*Inerrant = ‘without error’
Hear me out before you stone me!
This statement appears on Billygraham.org;
‘God’s Spirit exerted a superintending influence on the writers of Scripture so that God’s revelation has been recorded as He intended. Thus, the writings of the prophets and apostles carry the same authority and effect as if God Himself were speaking to us directly.’
As Con mused, “So the words are basically written by God right? What? I’m not so sure. And the other books they got rid of weren’t quite written by God. They had too much human in.”
So…
Did God think that the world was flat?
Did God make mistakes and then discover they were not true?
Did God change his mind on things?
Did God have bad grammar?
In many evangelical statements of faith (including that of Vineyard Churches UK & Ireland), will appear the phrase, “the inerrancy of scripture”. It may interest you know that, before the Reformation (500 years ago) no one called the Bible inerrant.
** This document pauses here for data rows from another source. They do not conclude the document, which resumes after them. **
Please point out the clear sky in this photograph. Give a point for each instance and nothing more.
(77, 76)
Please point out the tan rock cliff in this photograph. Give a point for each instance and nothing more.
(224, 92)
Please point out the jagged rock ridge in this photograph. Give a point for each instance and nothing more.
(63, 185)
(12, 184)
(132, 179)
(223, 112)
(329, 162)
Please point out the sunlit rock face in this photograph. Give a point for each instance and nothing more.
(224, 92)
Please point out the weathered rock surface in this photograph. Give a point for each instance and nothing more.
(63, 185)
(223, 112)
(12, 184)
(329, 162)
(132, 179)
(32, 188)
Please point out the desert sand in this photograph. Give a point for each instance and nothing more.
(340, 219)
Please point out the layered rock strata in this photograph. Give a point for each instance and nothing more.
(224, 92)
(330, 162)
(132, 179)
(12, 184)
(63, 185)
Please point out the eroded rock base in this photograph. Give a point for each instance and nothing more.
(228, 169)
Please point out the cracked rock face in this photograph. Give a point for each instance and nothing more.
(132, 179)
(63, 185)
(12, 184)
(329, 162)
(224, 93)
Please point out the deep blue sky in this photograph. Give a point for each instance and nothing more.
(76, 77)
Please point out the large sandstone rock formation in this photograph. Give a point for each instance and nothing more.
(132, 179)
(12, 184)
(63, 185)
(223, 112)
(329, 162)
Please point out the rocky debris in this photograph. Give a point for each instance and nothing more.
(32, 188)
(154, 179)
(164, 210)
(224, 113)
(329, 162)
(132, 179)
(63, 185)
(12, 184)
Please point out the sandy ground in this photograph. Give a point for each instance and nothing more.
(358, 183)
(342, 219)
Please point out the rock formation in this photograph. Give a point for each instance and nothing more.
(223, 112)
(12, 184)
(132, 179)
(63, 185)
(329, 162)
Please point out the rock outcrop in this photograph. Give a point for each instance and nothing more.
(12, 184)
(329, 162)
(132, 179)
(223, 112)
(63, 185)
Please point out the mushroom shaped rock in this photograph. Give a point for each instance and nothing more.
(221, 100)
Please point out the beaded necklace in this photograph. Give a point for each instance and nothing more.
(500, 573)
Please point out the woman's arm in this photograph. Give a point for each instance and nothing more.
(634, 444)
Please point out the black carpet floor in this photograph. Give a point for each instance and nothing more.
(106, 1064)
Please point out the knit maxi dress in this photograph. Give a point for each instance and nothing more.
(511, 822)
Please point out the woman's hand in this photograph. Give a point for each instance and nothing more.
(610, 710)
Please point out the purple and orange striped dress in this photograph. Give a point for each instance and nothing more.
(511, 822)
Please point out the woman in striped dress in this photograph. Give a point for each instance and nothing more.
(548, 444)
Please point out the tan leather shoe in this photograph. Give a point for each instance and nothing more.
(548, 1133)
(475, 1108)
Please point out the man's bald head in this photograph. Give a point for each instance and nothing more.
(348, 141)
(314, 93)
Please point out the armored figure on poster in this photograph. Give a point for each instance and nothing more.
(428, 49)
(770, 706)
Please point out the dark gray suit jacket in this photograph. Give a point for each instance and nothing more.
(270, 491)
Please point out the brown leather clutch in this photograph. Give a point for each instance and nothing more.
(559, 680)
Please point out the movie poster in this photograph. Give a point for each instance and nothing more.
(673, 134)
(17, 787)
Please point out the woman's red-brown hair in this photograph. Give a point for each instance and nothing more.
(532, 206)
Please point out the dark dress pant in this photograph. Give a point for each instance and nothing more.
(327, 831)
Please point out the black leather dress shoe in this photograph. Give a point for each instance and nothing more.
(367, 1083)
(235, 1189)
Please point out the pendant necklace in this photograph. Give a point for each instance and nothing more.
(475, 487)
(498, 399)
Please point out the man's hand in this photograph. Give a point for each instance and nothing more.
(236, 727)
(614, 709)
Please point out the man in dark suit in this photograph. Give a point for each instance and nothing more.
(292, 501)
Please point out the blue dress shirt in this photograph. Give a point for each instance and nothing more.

The Scriptures were inspired.
Is this just semantics?
No. Because, if you say that something is inerrant you are claiming it to be completely and utterly unable to be wrong.
Woa! Are you saying that the Bible is wrong?
No I am most definitely not. I love the Bible and I love studying it and I believe that it is inspired by the very Spirit of the God who made all things.
But.
I do not think that it is inerrant, and I think that the claim that it is has led to a great deal of misunderstanding and a great deal of oppression.
I think that you cannot call poetry inerrant without treating it as something other than poetry, which leads to issues!
You cannot take prophetic imagery as inerrant – what would that even mean? Statues of Iron, Bronze and clay? Many headed beasts?
What about wisdom literature? Is wisdom female? Does she really call in the streets? Inerrant?
You cannot treat apocalyptic literature as inerrant because it is crazy, and no one really fully understands it today, when perhaps it made total sense to the hearers at the time. To do so leads to some of the most ridiculous and weird ideas that often verge on dangerous!
Context
The Bible was written by real people, in real situations, with real prejudices and real understandings of how things work. To tease out the meaning, can often mean that we need to have some understanding of that context in order to see. More than that, these people carried with them the assumptions of their day.
Women have been treated as subservient to men throughout history, in almost every culture in the world. The Bible was written in such cultures and so, within it we can see some of these assumptions.
We see Paul use phrases such as “unnatural” but we need to first understand what “unnatural” meant to first century culture – for example, any sex other than for the specific purpose of procreation was deemed “unnatural”, at the time. Paul had that assumption. Why wouldn’t he? Why would he question it? If we accept that as inerrant then we have to conclude that any form of contraception is wrong. Obviously, we do not (although many have done in the church through the ages) and so what are we saying about the Bible?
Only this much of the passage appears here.